As the Earth time system requires standards, the timing system must be calibrated to a standard. As we on Earth declare that a year consists of 365 days, etc., so in order to obtain the conformity of time, it must be possible to obtain a standard.

For that, the first step that the researchers are doing is to start by measuring a cluster system that has been known to his age. By measuring the rotation of the stars of the cluster members, it can be studied the ratio of the rotation of the stars to determine its age. Measurement of star rotation of cluster members at different ages can connect between the rotation and its age.

To be able to measure the spin of a star, astronomers must get a star's brightness changes due to the star's spots on the star's surface, just as the sunspots on the Sun's surface. If there are spots formed on the surface and are in the direction to the observer, then the star will experience a little dimming, until when the spots disappear, and the star back slightly more luminous. By determining how long the spots rotate on the star's aperture, it can be determined how quickly the star is observed spinning.

Of course, the change in the brightness of the star due to spots is very, very small, smaller than one percent and become smaller in older stars. Thus the measurement of star rotation in stars older than half a billion years cannot be made from the Earth's surface due to Earth's atmospheric disturbances. But the problem has now been solved by observing the Kepler spacecraft because it has been designed to measure the star's brightness with great precision in order to determine the planetary system of stars.

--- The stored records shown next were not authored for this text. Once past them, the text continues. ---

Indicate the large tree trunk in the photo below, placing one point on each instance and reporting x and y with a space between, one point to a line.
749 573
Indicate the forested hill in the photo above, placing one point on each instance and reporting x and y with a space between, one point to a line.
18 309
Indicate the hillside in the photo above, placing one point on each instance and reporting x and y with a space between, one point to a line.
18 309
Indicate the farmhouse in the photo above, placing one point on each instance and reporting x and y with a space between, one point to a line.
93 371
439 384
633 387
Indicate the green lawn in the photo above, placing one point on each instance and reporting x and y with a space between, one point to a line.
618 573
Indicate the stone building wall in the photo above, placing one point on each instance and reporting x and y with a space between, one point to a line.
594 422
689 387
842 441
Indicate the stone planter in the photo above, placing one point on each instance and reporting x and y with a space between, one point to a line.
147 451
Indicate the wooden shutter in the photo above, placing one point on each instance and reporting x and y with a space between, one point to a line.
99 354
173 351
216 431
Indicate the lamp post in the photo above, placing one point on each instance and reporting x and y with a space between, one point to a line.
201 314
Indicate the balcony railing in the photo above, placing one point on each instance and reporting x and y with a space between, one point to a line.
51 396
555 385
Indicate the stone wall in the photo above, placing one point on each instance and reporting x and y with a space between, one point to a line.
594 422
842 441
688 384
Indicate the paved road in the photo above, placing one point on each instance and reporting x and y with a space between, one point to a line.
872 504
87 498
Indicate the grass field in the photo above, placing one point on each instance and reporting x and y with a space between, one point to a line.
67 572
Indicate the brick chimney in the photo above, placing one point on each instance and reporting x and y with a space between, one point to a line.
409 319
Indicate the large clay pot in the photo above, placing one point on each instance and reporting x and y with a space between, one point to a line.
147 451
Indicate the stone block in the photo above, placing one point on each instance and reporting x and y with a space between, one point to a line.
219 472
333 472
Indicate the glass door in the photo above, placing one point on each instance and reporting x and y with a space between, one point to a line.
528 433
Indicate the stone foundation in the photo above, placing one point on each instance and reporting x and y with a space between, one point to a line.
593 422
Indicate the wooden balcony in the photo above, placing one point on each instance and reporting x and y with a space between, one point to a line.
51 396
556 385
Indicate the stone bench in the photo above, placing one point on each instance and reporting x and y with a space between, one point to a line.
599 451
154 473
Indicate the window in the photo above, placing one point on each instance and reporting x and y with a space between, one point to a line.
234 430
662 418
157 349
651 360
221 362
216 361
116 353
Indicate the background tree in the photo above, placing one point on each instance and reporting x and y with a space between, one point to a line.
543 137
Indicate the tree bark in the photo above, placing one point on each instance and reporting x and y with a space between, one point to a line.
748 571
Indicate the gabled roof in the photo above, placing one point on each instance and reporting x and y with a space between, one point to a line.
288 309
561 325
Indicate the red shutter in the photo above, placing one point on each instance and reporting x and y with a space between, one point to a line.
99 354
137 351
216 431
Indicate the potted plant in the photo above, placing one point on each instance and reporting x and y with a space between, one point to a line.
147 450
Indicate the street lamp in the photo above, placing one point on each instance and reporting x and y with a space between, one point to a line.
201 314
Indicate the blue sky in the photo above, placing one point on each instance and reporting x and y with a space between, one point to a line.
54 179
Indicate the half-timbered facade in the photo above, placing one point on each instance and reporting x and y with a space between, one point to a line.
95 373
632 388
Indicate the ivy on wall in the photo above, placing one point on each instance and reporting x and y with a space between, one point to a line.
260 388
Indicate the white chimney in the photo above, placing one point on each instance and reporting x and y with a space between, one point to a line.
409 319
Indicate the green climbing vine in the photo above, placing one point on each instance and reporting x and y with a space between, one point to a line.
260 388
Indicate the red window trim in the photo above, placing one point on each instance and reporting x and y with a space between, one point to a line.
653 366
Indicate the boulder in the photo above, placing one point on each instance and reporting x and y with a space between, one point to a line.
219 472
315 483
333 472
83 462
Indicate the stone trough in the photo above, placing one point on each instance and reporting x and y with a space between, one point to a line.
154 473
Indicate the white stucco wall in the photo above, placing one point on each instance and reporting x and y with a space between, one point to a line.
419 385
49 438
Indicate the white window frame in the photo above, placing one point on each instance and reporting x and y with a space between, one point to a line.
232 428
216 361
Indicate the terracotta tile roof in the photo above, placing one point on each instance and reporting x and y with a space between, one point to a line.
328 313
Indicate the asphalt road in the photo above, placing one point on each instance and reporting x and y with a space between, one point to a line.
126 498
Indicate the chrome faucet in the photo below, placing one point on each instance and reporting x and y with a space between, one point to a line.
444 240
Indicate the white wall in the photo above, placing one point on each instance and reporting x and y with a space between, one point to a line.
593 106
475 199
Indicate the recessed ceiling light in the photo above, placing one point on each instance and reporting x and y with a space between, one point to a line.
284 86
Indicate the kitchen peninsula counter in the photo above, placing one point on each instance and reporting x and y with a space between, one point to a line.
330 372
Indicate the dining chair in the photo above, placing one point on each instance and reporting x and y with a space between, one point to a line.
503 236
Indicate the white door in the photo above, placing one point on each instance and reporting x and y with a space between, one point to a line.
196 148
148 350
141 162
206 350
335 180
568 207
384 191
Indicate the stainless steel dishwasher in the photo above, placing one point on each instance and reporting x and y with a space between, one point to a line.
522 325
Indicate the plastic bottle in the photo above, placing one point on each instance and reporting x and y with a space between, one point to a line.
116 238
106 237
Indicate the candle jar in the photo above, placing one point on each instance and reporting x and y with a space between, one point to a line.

Surely determining the rotation-age relationship in the case of NGC 6811 is not an easy job for Meibom et al because they have spent four years determining the star member of the cluster or the coincidence of other stars in the same direction. This is done using a device called Hectochelle mounted on the MMT telescope at Mt. Hopkins south Arizona. The Hectochelle tool can observe 240 stars simultaneously, and thus has observed about 7000 stars during its four years of observation. After knowing the stars that are members of the cluster, then the data from Kepler is used to determine how fast the stars are spinning.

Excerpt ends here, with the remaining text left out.